L’ouïe est le sens qui passe pour avoir le plus de rapport avec la vue [...] Quoique je ne méconnaisse pas les rapports des couleurs avec les sons [...] j’avoue que je n’aperçois pas ces rapports intimes que plusieurs auteurs, particulièrement le Père Castel, ont dit avoir aperçus [...] la différence spéciale des sons et des couleurs me frappe plus que leur ressemblance générique. [...]

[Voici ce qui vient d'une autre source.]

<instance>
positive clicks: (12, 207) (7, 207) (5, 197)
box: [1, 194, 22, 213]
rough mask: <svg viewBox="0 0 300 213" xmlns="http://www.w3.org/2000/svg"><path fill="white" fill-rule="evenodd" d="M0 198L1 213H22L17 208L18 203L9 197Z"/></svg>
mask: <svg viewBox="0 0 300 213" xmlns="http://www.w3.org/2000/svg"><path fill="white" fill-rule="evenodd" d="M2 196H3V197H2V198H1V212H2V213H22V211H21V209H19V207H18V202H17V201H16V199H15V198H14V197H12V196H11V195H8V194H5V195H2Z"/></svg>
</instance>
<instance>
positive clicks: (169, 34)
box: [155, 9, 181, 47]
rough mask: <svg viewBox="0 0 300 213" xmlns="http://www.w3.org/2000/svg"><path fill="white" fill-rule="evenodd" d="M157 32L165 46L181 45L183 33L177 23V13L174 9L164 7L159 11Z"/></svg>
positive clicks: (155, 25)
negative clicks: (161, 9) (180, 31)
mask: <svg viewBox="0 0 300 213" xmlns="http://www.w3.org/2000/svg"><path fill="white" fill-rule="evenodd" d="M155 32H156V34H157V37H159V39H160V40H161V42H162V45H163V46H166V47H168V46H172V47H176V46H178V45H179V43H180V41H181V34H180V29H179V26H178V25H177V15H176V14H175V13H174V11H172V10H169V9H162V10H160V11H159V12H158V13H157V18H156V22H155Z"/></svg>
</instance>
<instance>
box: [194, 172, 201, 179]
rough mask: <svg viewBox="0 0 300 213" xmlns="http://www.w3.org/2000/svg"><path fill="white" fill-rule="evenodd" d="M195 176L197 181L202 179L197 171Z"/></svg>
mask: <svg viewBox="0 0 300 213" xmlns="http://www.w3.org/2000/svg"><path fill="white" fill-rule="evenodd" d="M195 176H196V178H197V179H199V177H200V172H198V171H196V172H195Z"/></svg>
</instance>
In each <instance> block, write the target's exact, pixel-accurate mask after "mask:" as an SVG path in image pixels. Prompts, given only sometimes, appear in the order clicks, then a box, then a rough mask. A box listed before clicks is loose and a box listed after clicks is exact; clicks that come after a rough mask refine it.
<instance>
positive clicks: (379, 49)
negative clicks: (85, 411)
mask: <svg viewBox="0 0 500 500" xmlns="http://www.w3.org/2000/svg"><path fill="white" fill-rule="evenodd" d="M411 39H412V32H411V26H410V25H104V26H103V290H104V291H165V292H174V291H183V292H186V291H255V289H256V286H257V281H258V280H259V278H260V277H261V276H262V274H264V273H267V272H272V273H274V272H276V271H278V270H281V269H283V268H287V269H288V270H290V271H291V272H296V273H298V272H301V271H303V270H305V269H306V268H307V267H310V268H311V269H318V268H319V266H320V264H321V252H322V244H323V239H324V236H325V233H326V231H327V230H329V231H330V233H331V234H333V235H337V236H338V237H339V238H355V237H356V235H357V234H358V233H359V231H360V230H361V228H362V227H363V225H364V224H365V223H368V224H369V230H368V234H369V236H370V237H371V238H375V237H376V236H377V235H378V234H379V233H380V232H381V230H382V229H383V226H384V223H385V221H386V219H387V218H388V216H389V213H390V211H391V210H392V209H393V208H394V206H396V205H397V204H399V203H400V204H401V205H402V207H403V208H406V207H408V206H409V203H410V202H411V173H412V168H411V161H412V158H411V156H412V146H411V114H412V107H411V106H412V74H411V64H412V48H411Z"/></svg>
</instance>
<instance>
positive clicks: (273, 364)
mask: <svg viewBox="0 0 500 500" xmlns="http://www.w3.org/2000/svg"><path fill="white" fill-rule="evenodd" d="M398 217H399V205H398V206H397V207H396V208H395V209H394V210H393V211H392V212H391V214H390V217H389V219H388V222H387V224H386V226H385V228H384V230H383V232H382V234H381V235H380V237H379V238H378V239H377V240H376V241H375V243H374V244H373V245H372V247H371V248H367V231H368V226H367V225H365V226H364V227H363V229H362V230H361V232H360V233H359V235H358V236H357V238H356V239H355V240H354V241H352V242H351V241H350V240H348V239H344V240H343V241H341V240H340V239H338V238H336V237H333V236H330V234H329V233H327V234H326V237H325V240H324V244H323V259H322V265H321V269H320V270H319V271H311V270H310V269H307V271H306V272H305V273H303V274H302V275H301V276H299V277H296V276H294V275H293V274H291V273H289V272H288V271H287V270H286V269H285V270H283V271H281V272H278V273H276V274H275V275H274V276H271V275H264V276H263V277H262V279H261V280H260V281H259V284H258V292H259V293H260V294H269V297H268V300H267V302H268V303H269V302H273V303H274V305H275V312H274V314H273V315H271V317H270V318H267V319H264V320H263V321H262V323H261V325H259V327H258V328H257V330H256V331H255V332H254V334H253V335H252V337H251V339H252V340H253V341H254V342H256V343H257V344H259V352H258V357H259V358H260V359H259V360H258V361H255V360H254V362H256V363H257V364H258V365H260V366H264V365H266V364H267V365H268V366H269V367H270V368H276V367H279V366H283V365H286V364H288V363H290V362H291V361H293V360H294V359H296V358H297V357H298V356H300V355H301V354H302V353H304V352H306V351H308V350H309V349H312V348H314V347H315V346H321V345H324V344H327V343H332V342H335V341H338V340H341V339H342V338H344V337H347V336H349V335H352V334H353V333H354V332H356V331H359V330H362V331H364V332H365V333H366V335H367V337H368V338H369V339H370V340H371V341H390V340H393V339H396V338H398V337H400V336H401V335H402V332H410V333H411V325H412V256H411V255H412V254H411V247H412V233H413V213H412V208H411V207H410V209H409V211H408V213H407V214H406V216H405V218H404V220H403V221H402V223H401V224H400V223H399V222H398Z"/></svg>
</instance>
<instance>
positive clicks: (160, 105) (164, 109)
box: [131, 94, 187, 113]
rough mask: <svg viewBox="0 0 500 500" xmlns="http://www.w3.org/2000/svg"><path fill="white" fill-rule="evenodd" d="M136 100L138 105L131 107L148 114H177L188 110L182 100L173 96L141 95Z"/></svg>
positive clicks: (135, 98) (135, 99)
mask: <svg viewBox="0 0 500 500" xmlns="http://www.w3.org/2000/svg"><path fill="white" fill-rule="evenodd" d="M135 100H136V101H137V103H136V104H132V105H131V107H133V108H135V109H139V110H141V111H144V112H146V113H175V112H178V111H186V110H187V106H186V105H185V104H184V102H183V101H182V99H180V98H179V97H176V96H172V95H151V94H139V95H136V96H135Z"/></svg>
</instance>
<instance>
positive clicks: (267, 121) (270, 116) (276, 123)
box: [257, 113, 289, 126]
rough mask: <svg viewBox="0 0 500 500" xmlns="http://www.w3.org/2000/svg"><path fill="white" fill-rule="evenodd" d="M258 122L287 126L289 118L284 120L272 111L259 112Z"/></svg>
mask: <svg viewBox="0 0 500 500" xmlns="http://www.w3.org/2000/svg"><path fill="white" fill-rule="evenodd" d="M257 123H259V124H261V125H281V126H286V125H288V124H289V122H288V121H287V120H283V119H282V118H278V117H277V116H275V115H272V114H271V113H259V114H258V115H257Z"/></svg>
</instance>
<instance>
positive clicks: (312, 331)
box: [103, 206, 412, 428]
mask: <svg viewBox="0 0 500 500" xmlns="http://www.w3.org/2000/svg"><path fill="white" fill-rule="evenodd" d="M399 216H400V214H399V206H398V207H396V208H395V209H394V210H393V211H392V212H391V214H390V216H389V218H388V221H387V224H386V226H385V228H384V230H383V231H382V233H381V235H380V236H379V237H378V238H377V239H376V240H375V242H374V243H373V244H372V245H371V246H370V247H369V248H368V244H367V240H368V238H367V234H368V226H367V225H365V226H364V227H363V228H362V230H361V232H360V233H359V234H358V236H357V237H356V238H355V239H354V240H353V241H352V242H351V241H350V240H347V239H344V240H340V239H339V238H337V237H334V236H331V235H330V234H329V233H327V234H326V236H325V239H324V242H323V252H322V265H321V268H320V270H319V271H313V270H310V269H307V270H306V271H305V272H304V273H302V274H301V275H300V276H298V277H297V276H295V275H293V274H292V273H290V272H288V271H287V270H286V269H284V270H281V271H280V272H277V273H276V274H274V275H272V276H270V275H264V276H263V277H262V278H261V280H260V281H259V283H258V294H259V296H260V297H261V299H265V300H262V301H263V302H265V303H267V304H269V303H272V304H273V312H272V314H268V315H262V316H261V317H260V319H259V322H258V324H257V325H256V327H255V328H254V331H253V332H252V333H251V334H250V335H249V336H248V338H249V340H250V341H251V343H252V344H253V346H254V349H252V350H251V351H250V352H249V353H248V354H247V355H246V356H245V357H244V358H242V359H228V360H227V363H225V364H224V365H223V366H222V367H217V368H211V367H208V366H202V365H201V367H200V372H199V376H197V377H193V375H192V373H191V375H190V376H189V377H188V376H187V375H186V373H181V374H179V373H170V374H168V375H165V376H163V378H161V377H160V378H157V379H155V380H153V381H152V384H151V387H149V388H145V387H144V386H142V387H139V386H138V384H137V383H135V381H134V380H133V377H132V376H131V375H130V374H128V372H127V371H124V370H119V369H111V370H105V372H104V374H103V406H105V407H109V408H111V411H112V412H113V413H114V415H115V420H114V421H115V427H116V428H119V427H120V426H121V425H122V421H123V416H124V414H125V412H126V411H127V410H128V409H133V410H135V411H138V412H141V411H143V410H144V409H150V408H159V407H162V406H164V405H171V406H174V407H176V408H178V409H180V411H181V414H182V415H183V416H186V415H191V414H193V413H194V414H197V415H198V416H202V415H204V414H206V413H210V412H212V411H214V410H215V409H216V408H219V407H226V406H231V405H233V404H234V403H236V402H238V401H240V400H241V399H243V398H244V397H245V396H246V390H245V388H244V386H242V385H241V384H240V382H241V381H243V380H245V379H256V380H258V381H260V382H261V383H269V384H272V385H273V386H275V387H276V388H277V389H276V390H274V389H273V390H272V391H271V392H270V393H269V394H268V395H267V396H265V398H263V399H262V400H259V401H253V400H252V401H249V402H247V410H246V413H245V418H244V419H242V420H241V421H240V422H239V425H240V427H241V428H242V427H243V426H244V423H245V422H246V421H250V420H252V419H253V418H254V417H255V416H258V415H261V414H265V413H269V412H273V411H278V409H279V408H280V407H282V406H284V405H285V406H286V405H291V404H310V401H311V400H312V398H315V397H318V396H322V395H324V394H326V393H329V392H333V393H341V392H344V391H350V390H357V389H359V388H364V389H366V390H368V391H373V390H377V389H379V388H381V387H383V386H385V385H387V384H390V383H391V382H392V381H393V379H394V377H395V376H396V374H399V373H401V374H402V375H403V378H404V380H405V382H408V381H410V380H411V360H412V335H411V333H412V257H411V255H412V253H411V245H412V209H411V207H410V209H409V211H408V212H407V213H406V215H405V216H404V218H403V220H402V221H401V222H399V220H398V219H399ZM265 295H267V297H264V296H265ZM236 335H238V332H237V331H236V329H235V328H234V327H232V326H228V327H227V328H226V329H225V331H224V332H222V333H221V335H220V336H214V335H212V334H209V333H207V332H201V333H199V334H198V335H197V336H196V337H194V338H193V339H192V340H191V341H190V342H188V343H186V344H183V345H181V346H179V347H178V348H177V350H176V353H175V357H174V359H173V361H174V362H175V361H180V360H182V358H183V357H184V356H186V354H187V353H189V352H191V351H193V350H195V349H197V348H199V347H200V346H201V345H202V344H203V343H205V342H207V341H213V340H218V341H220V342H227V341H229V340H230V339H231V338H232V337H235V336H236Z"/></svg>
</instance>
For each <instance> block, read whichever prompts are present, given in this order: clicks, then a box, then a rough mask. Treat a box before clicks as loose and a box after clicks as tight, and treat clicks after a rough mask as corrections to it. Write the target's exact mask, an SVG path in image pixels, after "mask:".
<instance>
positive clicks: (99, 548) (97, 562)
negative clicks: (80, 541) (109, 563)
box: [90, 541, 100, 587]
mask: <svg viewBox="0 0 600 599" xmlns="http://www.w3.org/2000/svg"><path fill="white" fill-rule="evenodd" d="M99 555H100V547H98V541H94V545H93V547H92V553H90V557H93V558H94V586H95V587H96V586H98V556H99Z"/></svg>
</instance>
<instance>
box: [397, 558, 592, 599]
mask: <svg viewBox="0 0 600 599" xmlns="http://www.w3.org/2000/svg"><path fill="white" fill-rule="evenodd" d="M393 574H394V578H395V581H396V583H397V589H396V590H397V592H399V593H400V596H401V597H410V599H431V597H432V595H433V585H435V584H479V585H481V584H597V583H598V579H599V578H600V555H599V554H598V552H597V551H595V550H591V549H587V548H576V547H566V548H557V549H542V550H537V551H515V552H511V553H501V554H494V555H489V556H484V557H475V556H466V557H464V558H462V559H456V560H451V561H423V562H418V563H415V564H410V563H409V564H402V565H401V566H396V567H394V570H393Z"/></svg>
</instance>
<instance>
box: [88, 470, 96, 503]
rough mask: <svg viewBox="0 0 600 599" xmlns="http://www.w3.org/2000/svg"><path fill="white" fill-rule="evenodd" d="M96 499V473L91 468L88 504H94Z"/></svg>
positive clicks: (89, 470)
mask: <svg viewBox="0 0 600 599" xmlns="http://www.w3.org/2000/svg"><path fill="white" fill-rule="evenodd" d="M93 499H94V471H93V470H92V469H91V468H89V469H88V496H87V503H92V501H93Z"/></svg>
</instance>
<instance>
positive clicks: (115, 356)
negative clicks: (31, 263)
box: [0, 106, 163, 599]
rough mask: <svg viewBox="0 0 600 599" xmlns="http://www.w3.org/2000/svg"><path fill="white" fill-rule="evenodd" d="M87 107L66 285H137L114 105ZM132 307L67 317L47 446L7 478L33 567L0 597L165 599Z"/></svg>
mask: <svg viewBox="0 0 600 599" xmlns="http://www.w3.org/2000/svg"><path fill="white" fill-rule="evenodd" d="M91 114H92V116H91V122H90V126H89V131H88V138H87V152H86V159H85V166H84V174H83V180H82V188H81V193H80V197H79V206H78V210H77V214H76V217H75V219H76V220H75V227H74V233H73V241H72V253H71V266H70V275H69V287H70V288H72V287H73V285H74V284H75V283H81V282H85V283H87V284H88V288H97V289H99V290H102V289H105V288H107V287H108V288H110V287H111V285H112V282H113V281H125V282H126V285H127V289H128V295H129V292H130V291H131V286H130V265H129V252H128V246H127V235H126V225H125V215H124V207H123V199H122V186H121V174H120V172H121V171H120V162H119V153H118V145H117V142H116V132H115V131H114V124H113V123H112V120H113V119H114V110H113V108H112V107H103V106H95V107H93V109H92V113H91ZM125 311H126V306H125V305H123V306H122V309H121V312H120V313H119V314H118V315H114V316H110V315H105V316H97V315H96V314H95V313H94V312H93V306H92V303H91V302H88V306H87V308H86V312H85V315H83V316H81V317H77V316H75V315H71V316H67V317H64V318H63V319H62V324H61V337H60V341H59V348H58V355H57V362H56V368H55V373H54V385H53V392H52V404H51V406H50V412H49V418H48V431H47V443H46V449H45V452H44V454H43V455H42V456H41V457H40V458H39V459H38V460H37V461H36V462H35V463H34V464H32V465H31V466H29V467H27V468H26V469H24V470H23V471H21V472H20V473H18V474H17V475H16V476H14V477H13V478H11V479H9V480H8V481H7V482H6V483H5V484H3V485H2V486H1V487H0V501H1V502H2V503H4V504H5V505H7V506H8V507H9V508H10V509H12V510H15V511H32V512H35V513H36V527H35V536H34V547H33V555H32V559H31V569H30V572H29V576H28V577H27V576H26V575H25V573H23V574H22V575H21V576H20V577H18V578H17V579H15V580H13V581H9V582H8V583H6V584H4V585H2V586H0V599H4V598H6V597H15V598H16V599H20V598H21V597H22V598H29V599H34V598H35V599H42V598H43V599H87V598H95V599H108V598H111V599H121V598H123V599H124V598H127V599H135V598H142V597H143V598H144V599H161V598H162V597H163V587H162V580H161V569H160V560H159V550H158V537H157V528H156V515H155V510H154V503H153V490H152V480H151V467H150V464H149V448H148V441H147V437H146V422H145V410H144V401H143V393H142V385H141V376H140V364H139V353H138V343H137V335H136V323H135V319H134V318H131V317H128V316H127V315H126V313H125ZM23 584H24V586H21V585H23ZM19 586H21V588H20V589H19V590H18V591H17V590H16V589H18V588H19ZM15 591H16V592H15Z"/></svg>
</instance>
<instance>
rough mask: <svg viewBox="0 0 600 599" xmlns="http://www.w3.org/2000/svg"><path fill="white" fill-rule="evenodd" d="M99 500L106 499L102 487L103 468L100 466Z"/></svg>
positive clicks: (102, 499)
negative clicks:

La succession est particulièrement essentielle au plaisir des sons musicaux et à la compréhension des significations des sons du langage, comme la simultanéité dans les couleurs, qui exige quelque temps pour être sentie, est essentielle que nous recevons par l’intermédiaire de la vue.
       
      Paris, chez Pitois-Levrault et C., 1839
       
  « L’art du coloriste tient évidemment par de certains côtés aux mathématiques et à la musique », lit-on dans le Salon de 1859. Baudelaire avait lu Chevreul, lorsque déjà, dans le Salon de 1846, il écrivait que « la bonne manière de savoir si un tableau est mélodieux est de le regarder d’assez loin pour n’en comprendre ni le sujet ni les lignes » - propos prémonitoire, qui dit assez les liens étroits qui unissent, au XIXe siècle, la nouvelle science de la couleur, la réflexion synesthésique, et la disparition du sujet en peinture.  
 
Baudelaire,
Salon de 1846
   
III. De la couleur.
[…] Cette grande symphonie du jour, qui est l’éternelle variation de la symphonie d’hier, cette succession de mélodies, où la variété sort toujours de l’infini, cet hymne compliqué s’appelle la couleur.
On trouve dans la couleur l’harmonie, la mélodie et le contrepoint. […]
La couleur est donc l’accord de deux tons. Le ton chaud et le ton froid, dans l’opposition desquels consiste toute la théorie, ne peuvent se définir d’une manière absolue : ils n’exitent que relativement. […]
Les affinités chimiques sont la raison pour laquelle la nature ne peut pas commettre de faute dans l’arrangement de ces tons ; car pour elle, forme et couleur sont un.
Le vrai coloriste ne peut pas en commettre non plus ; et tout lui est permis, parce qu’il connaît de naissance la gamme des tons, les résultats des mélanges, et toute la science du contrepoint, et qu’il peut ainsi faire une harmonie de vingt rouges différents. […]
L’harmonie est la base de la théorie des couleurs.